Ainda era jovem quando ela se foi. Conheci meu pai nesse dia, um Cavaleiro do Templo de Salomão, imponente, altivo, com sua capa branca e a cruz vermelha. Era muita arrogância da parte dele vir até aqui depois de todo o sofrimento que nos havia feito passar. Disse-me que havia se tornado Cavaleiro para se redimir de seus pecados. Meu pai ficou ali parado esperando pelos atos fúnebres de um humilde padre que viera realizar a cerimônia a seu pedido. Foi um enterro simples, sem muitas honrarias para minha mãe. Somente o suficiente para que ela encontra-se o caminho.
Os cavaleiros esticados hoje, na minha frente também não teriam tais honrarias, apenas uma pequena cerimônia feita por nós mesmos, seus irmãos do Templo. Covas rasas no meio do nada. É assim que Claudius se refere a esse lugar. Nada no meio de nada. Suas reclamações não ajudavam aos demais cavaleiros cavar com maior empenho. Diversas vezes pedimos para que se calasse. Diocleciano quase o fez calar pela força. Este eram seus modos. A espada falava por Del.
Todos nós já estávamos muito cansados por causa dos diversos dias de caminhada pelo deserto, na verdade o ritmo dessa caminhada foi muito mais exaustivo por estarmos fugindo de um grupo de Germanos que nos perseguiam há dias.
Na noite anterior, logo após uma sangrenta batalha, conseguimos nos distanciar o suficiente para organizar melhor nossas ações. Foi uma batalha difícil onde perdemos diversos dos nossos. A maioria abandonada no campo, os abutres seriam suas covas. Os poucos feridos que conseguiram escapar estão todos entre nós. Adriano é o único ferido que ainda anda, agora cavando as covas dos outros.
Muitos caíram frente ao inimigo. Muitos se sacrificaram em nome do Estandarte de Cristo. Muitos irmãos, muitos amigos, todos mortos.
No deserto um simples corte pode se tornar uma terrível ferida que jamais cicatriza. Eu mesmo ainda carrego com pesar um corte profundo causado por uma lança inimiga. Sempre que cavalgo dói. Dói muito. Felizmente não terei mais que cavalgar.
– Já está bem fundo. – Disse-me Adriano fincando sua pá ao lado da pequena cova que havia cavado.
– Acho que aqui também já acabamos – Respondeu Claudius.
Todos pareciam querer parar de cavar. O cansaço nos consumia a cada batida da pá contra a terra.

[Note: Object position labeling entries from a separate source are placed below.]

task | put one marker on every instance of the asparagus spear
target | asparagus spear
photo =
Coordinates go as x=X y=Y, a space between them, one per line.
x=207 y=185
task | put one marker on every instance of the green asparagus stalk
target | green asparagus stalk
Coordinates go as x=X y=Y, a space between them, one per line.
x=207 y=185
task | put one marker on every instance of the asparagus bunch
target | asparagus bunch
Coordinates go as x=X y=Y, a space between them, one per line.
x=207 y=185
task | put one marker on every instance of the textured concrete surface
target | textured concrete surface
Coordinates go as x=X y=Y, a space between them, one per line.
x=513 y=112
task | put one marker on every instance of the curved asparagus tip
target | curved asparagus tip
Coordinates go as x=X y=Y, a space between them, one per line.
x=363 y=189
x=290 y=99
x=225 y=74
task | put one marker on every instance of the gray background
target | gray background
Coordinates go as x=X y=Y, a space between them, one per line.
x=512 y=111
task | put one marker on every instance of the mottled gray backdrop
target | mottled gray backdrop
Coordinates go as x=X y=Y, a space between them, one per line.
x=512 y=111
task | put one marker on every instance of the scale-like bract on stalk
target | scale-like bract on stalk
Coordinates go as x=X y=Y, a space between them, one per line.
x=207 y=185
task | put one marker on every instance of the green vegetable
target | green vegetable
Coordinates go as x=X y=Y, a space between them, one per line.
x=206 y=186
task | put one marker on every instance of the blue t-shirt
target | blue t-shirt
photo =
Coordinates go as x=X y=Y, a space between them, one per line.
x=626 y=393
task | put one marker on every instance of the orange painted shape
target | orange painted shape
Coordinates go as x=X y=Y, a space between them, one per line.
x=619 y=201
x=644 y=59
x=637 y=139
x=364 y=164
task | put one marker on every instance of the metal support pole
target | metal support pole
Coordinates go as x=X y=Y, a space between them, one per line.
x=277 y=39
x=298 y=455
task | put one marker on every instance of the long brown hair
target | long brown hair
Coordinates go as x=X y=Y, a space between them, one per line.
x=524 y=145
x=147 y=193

O sol, indiferente, queimava a terra com seus raios cortantes. Deus podia tê-lo feito girar em torno da Terra a uma distancia maior.

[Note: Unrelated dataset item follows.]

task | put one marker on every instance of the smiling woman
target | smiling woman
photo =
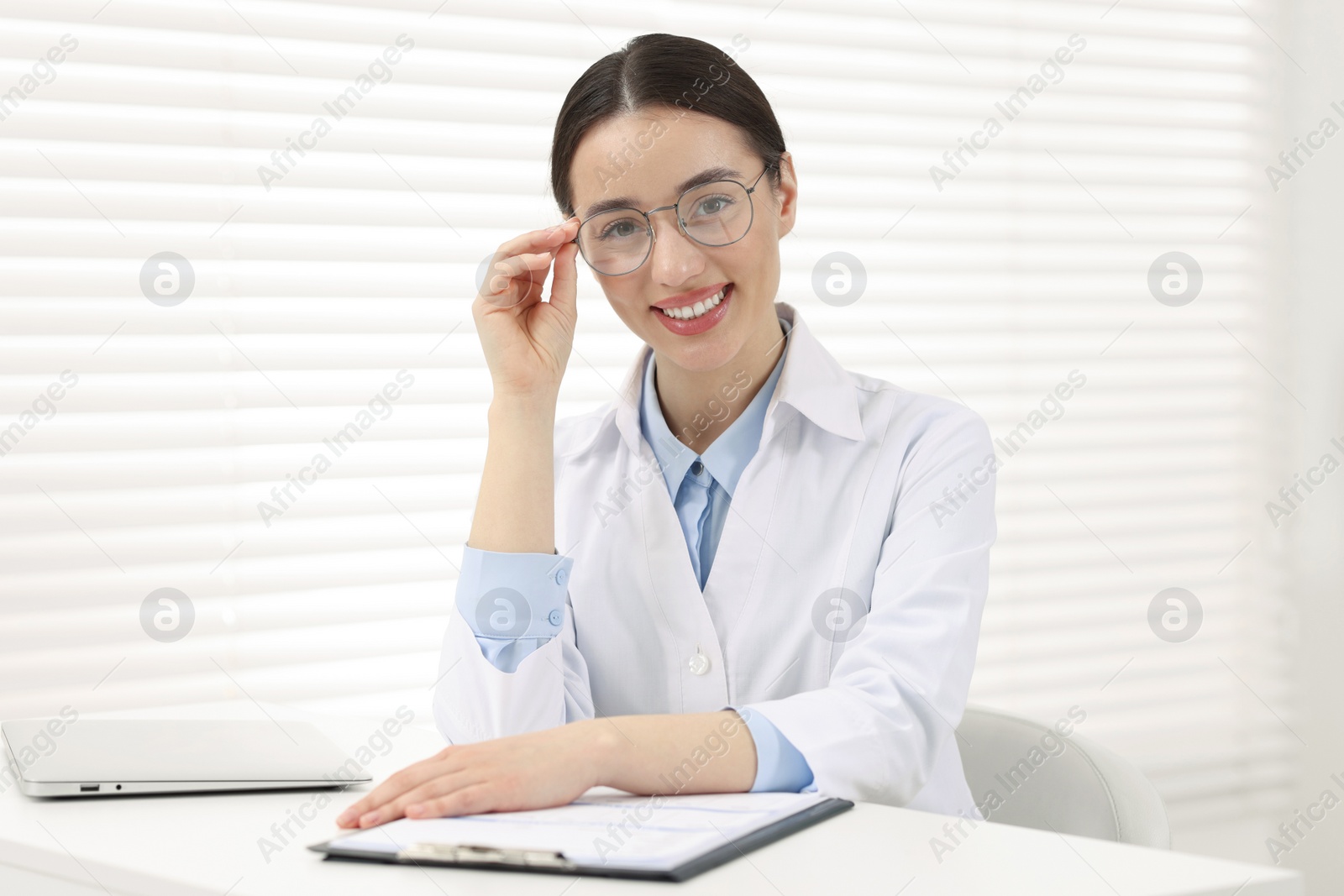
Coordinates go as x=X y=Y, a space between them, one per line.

Os sons das pás foram diminuindo dando lugar ao som das lamentações de Claudius:
Eles podiam ao menos ter nos ajudado antes de partirem.
Cale-se Claudius, tente respeitar os mortos. – Bradou Diocleciano, que continuava cavando uma cova. Aliás era o único que não havia parado de cavar. Sua convicção parecia inabalável.
Debrucei-me sobre a pá tentando esconder o cansaço que me consumia. A dor do ferimento em meu peito ardia cada vez mais.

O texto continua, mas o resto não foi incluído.